This repository contains the first practice of the Fundamentals of Informatics course (2022-23), which involves cleaning a dataset.
The goal of this practice is to learn how to handle and clean datasets using Shell scripts. Several CSV files with movie and show data have been provided, and scripts have been created to filter and clean this data, generating final files that are more manageable and useful for further analysis.
- Movies.csv: Original file with movie data.
- Movies_columna12.csv to Movies_columna16.csv: Files with specific columns extracted from the original dataset.
- Movies_f.csv and Movies_net.csv: Files with filtered and cleaned movie data.
- Shows.csv: Original file with show data.

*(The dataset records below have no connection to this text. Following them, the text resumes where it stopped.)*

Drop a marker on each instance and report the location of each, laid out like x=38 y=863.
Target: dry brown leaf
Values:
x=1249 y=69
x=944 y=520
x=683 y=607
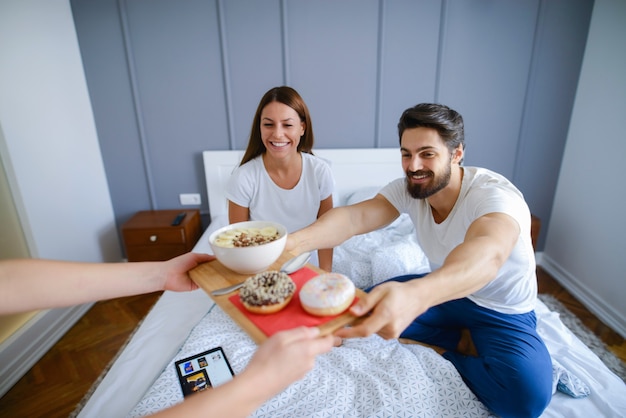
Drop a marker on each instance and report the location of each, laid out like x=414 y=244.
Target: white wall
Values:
x=52 y=159
x=51 y=149
x=586 y=238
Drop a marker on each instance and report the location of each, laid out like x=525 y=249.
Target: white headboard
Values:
x=353 y=169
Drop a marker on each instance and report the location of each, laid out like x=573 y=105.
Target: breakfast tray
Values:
x=213 y=275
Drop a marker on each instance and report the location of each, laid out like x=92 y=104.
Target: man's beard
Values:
x=422 y=191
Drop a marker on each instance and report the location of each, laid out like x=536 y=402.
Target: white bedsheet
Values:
x=364 y=377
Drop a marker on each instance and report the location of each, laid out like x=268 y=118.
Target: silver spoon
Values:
x=291 y=266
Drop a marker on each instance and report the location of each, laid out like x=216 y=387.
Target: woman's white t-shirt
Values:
x=251 y=186
x=514 y=289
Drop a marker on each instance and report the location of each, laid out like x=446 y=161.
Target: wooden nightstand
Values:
x=150 y=236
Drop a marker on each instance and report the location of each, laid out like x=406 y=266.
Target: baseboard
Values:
x=26 y=346
x=584 y=294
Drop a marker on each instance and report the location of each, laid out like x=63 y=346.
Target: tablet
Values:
x=204 y=370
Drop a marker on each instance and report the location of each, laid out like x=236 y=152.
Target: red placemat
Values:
x=293 y=315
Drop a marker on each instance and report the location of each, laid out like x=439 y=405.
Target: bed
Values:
x=363 y=377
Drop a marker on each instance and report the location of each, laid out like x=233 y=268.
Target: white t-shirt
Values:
x=514 y=289
x=251 y=186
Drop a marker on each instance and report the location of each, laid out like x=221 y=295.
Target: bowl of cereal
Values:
x=249 y=247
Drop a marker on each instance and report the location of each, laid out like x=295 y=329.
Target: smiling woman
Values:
x=279 y=179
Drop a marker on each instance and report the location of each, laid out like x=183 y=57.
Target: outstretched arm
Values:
x=282 y=359
x=341 y=223
x=470 y=266
x=30 y=284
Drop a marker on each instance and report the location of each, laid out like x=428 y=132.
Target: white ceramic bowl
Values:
x=254 y=259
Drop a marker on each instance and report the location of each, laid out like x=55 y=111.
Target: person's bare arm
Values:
x=325 y=254
x=30 y=284
x=470 y=266
x=237 y=213
x=282 y=359
x=341 y=223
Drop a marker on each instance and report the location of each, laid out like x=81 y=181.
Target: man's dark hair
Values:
x=447 y=122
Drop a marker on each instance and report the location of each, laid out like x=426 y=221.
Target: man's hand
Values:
x=392 y=307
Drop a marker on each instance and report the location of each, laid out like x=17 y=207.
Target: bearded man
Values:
x=476 y=306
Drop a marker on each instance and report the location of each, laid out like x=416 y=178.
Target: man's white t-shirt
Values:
x=514 y=289
x=251 y=186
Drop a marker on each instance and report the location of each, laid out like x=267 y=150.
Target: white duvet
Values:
x=374 y=377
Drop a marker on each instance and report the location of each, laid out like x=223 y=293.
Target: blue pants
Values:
x=512 y=374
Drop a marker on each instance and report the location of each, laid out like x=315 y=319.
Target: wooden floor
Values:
x=54 y=386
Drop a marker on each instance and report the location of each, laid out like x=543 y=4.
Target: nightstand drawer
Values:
x=150 y=236
x=154 y=236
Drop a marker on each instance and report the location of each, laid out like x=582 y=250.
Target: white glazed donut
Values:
x=327 y=294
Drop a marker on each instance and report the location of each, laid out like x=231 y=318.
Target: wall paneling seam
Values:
x=379 y=73
x=530 y=84
x=440 y=47
x=132 y=75
x=285 y=42
x=221 y=25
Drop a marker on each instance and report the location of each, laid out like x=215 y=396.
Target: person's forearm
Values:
x=468 y=268
x=326 y=259
x=36 y=284
x=330 y=230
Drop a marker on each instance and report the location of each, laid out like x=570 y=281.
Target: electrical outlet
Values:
x=190 y=199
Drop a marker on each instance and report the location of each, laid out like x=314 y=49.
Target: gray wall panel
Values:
x=110 y=92
x=333 y=56
x=408 y=61
x=551 y=92
x=179 y=81
x=486 y=61
x=254 y=50
x=196 y=70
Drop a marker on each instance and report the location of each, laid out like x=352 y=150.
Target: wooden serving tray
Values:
x=214 y=275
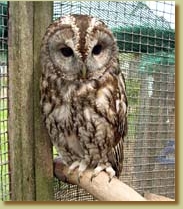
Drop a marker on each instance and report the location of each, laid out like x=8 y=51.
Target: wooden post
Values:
x=43 y=148
x=30 y=149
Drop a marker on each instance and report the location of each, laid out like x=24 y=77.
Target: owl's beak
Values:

- Shows_columna12.csv to Shows_columna15.csv: Files with specific columns extracted from the original dataset.
- Shows_f.csv and Shows_net.csv: Files with filtered and cleaned show data.
- practica1.sh: Script used for data cleaning and processing.
- prova.txt and prova_script_pas4: Test files used during the development of the practice.
- titles.cvs: File with titles of movies and shows.
-
Clone the repository:
git clone https://github.com/luciarevaliente/fon_info_practica1.git cd fon_info_practica1
-
Run the cleaning script:
./practica1.sh
This project is part of an academic course and does not accept external contributions.
This project does not have a specific license and is for educational purposes only.